Ulica Chełmońskiego
biegnie równolegle do Matejki i prowadzi od ulicy Wyspiańskiego do ulicy Grottgerra, ulica wytyczona przez Johowa w roku 1902, podobnie jak Siemiradzkiego, Grottgera i Kossaka , początkowo nazywała się ulicą Helmholtza, od 15 listopada 1919 roku patronuje jej Józef Chełmoński- wybitny malarz realista
Z budynkiem na ulicy Matejki 50 sąsiaduje interesująca, okazała, secesyjna kamienica narożnikowa Wyspiańskiego 10 narożnik Chełmońskiego , pierwszym jej właścicielem był bogaty nauczyciel Nimil Nicklaus, (trochę ją pokazałem przy okazji spaceru po ulicy Wyspiańskiego, ale…), Projektantem prawdopodobnie Oskar Hoffmann….

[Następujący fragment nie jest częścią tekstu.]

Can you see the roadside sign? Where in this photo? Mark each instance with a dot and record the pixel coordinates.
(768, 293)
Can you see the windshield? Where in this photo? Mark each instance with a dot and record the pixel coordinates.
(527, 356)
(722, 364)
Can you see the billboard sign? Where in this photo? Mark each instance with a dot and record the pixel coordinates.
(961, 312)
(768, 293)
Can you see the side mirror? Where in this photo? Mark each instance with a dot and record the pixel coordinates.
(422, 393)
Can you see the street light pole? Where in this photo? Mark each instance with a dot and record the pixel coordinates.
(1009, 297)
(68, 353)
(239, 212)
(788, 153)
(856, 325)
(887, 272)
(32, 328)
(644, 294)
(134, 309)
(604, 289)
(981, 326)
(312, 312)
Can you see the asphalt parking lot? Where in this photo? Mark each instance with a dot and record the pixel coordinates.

mieszkała tu Maria Trompczyńska (ps”Maria d’Otto” znana śpiewaczka operowa, od roku 1926 do 1958 roku z przerwą wojenną profesor Państwowej Wyższej Szkoły Muzycznej w Poznaniu . Jej dom stał się ośrodkiem życia towarzyskiego i artystycznego,.. w czasie okupacji tworzyła wokół siebie konspiracyjne środowisko muzyczne, uczył się u niej między innymi Stefan Stuligrosz
Na drugim narożniku Willa Historica, równie interesująca kamienica Wyspiańskiego nr 12 zbudowana 1903-1906 , z wieżyczkami, wykuszami, przypomina zamek, …pierwsze miejsce w konkursie „Najlepsze renowacje elewacji kamienic w 2010 roku” (kamienicę, podobnie jak poprzednią, pokazałem już przy okazji spaceru po ulicy Wyspiańskiego, ale …. myślę, że i ta i poprzednia warte pokazania powtórnie…)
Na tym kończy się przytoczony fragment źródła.